Japanese policymakers' decision to hold a “full-spec” vote—rather than just replacing Prime Minister Ishiba after his resignation—sparked fresh political jitters, as it involves over 100,000 grassroots party members. Despite the uncertainty, recent Japanese data continues to show strong growth and rising inflation, strengthening the case for a Bank of Japan (BoJ) rate hike by the end of 2025. Combined with the Yen’s safe-haven appeal and the Fed’s dovish stance, these factors are pressuring USDJPY after a volatile start to the week.
AUDUSD and NZDUSD are rising for a third straight day, supported by China’s stimulus signals and mostly positive data from Australia and New Zealand. However, a broadly cautious market mood ahead of this week’s major events is slowing their upward momentum. Meanwhile, USDCAD holds steady after ending a five-day winning streak, as Canada-China trade talks and a rebound in WTI crude oil—Canada’s key export—limit further gains. The crude rally is also supported by OPEC+ delivering a smaller-than-expected output increase.
Gold extends its rally for a third straight day, hitting a new all-time high near $3,657. The gains are driven by a weaker U.S. Dollar, safe-haven demand amid global trade and political uncertainty, and growing bets on a dovish Federal Reserve. Concerns over Fed independence and rising U.S. political tensions further boost gold’s momentum, especially after last week’s breakout above a key multi-month resistance, now support around $3,490.
Meanwhile, WTI crude oil continues its recovery from a three-week low, also rising for a second day. The rebound is supported by OPEC+’s modest October output increase, seen as low compared to previous months, technical support near $61.50, and stronger demand from U.S. gas refineries.
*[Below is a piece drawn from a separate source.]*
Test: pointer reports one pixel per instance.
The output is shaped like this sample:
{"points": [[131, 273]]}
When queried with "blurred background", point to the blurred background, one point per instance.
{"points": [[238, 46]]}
Broad market optimism continues to lift riskier assets like cryptocurrencies and equities, especially with support from pro-industry developments. In crypto, growing interest in stablecoins and increased use by corporate treasuries helped Bitcoin (BTC) and Ethereum (ETH) stay firm on Monday, though they showed limited momentum early Tuesday.
In equities, tech stocks like Broadcom fueled the Nasdaq’s climb to another record high ahead of today’s Apple event and Oracle’s earnings. The Dow Jones and S&P 500 also edged higher, supported by dovish Fed expectations, though their gains remain more muted.
Looking ahead, key events like Apple’s product launch, Oracle’s earnings, and the annual Bureau of Labor Statistics (BLS) revision of Nonfarm Payrolls (NFP) could drive market momentum. While current conditions support a risk-on mood and continue to pressure the U.S. Dollar, any negative surprises may trigger a sharp reaction, especially as the dollar seeks to recover from recent losses.
Markets will also stay alert to other risk catalysts such as President Trump’s tariff announcements, his ongoing legal battles, and developments in Ukraine-Russia and Gaza. Traders are already positioning for Wednesday’s U.S. Producer Price Index (PPI) and Thursday’s Consumer Price Index (CPI), which could keep the current trend intact and weigh further on the dollar.
This environment may help USDJPY stay under pressure, though other major currencies could struggle due to their own mixed fundamentals. Gold is likely to hold firm, but crude oil and cryptocurrencies could face pullbacks if risk sentiment shifts.